Once you add in the fact that the large-scale map is actually pretty wearying to run about in, especially as a solo player, and that there aren’t enough funds available to craft extensive route-changing blockades – one of the most fun things in tower defence games – it all feels like a bit of a missed opportunity. These should have just been wild opportunities to use hundreds of traps at once, but that never really materialises. War Scenarios do feel much better in co-op, with the scale making more sense with another player in tow, but they’re still not the ultimate expression of the series’ strengths.
It’s disheartening when the game looks as good as it does during these scenarios. The various Orcs are tremendously well constructed and animated, and the huge number of different trap types are visually appealing and distinctive, while the larger scale really shows off the team’s abilities with Unreal Engine 4. It all runs like a dream too, even when there’s more Orcs than you can count.
There’s eighteen campaign scenarios, each with multiple waves of enemies.

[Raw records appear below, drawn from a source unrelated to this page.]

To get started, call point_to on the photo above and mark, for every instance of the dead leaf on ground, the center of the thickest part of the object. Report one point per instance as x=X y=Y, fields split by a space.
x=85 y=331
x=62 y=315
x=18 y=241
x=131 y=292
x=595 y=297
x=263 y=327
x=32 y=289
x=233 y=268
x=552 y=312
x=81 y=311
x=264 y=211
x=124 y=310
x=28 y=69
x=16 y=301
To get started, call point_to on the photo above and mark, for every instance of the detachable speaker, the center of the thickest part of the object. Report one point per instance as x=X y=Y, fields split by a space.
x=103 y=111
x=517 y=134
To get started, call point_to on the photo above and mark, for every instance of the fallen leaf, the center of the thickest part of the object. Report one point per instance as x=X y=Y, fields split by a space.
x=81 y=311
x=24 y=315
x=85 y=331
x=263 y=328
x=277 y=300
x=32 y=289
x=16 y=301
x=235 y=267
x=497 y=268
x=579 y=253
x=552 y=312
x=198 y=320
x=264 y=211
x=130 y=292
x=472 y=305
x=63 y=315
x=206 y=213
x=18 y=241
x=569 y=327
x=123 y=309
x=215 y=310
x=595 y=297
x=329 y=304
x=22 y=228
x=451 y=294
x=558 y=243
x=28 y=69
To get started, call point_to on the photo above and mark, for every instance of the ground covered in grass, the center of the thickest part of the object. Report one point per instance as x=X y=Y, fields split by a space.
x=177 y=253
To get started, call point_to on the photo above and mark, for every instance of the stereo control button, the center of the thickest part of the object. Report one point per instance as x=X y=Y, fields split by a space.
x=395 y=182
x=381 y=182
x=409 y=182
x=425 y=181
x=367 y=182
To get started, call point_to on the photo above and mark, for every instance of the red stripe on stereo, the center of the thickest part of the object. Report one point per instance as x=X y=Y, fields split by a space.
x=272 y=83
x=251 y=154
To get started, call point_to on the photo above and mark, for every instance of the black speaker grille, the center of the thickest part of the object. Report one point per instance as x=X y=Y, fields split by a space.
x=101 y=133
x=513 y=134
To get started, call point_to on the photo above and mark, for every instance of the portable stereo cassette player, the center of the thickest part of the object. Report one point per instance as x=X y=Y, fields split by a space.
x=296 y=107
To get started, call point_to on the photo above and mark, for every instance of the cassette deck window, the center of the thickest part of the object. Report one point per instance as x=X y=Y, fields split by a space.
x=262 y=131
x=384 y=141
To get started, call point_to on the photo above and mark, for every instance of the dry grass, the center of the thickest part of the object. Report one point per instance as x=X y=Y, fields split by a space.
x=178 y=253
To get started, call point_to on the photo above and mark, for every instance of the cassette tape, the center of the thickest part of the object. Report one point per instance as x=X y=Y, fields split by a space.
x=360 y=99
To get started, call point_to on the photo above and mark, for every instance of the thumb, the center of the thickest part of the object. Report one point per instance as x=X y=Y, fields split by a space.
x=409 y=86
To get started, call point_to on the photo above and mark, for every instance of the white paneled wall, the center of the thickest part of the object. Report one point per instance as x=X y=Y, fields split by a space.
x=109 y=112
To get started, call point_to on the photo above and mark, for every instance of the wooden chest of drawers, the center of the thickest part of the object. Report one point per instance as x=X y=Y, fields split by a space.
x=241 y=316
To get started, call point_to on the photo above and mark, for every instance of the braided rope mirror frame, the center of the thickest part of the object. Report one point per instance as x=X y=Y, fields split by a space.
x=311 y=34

That might not seem like a huge number, but the standard difficulty provides more than enough challenge that you’ll likely have to try a few different tactics before getting through each level. There’s plenty of incentive to return as well, not just in the copious number of traps to try out, or the online leaderboards where you can see where you stack up against both your friends and the best players online, but in the returning Endless mode that lets you try to survive for as long as humanly (Orcishly?) possible.
There is a narrative here too, and every time it comes into play you’ll be impressed by both the quality of the cutscenes, and the voice acting. That said, there simply isn’t enough made of it. It would have been fantastic to explore the lore in greater depth and experience a more fully-realised storytelling experience, but this game is not that.